Monthly Archives: October 2013

Day of Rest

softdexterConfession: Even though I don’t talk about it as much as I did, I am still missing Dexter something awful. I was looking through my archive of journals this morning for something specific I wanted to write more about, stumbled across my entry from the day Dexter died, and maybe partly because Sam and Eric were gone on a walk and I was alone and knew no one would hear me or be upset by it, I started sobbing. It seems harder to “get over” this loss because I still wasn’t really over losing Obi or Kelly when “it” happened again. And to be quite honest, since I’m confessing, coming clean, in the past five or six years really awful stuff has happened, much of which I didn’t talk about here, either because it was someone else’s stuff or because the consequences of speaking out were too great. Add that to the fact I’m an introvert and Highly Sensitive Person who is easily overwhelmed and it’s a toxic mess.

Stress, suffering comes from resisting what is happening, when things aren’t going the way we wanted, and no matter how evolved we might be, how able we are to stay with, cope with the hard stuff, no one wants to see those they love suffer, get sick, or die. My delusion that I should be able to help, to fix it, and smashing myself to bits if I can’t, only adds more suffering.

Continuing in the spirit of confession, yesterday I ate an entire bag of Smart Puffs. They are all natural, gluten and trans fat free with no preservatives, and an entire bag is 630 calories, which is less than a Big Mac or a Peanut Buster Parfait, but still it was a deliberate binge. I was tired, frustrated that my energy wasn’t keeping up with everything I wanted to do, so I took a break to watch TV, a really good show from Mike Birbiglia, My Girlfriend’s Boyfriend. I finished off the tail end of a bag, less than 10 puffs, could have stopped right there, but made the decision to open a new bag.
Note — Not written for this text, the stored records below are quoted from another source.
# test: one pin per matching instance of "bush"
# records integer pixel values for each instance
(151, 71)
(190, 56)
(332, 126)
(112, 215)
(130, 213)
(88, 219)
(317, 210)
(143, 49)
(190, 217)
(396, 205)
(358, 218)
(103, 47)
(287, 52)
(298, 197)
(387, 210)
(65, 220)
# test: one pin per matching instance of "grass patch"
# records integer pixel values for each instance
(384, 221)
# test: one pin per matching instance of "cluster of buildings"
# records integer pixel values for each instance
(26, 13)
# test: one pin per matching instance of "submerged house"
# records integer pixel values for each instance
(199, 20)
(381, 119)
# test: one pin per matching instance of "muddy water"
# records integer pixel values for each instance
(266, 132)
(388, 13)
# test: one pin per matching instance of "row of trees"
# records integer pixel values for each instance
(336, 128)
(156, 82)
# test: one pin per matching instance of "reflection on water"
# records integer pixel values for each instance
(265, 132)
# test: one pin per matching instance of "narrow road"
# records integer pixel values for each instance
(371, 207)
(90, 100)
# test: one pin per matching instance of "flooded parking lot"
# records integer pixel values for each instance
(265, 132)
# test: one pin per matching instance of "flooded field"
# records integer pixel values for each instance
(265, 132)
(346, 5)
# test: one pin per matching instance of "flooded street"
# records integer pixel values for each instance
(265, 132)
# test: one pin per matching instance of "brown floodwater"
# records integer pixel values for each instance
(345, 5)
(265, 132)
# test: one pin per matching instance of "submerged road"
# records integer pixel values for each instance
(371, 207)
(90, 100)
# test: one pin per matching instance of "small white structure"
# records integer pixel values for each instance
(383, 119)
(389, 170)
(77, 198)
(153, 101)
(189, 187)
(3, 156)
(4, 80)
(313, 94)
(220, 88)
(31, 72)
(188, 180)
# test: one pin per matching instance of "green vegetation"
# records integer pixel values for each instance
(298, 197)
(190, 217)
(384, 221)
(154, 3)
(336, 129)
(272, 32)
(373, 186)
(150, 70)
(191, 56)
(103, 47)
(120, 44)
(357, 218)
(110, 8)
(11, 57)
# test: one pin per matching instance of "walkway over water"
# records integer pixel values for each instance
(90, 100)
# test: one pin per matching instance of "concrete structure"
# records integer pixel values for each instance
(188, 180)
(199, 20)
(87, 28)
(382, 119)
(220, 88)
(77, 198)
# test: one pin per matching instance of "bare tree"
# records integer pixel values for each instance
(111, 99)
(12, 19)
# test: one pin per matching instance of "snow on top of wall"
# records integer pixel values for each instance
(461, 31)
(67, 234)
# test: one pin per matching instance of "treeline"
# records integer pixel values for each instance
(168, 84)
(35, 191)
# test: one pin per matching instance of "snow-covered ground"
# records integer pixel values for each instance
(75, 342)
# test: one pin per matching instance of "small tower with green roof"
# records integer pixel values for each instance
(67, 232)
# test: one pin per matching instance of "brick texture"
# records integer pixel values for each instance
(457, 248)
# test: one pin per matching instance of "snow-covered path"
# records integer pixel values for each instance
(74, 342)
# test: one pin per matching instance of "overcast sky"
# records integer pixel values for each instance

Multiple times I made the decision to keep going, keep eating, and eventually finished the whole bag.

(This video has been helping me to be gentle with myself when I eat something I think I shouldn’t, I remember his sweet little voice listing off everything he’d eaten, groan about how it was too much, and it makes me smile, have a sense of humor about it rather than beating myself up)

Underneath any binge is always the collection of all the other hard stuff I haven’t quite been able to deal with, all the bad stuff that’s happened, the things I’m sad or worried about, what’s been lost, the various times and ways I’ve abandoned or denied myself.

The bottom line, whether you weigh 340 pounds or 150 pounds, is that when you eat when you are not hungry, you are using food as a drug, grappling with boredom or illness or loss or grief or emptiness or loneliness or rejection. Food is only the middleman, the means to the end. Of altering your emotions. Of making yourself numb. Of creating a secondary problem when the original problem becomes too uncomfortable. Of dying slowly rather than coming to terms with your messy, magnificent, and very, very short—even at a hundred years—life. The means to these ends happens to be food, but it could be alcohol, it could be work, it could be sex, it could be cocaine. Surfing the Internet. Talking on the phone.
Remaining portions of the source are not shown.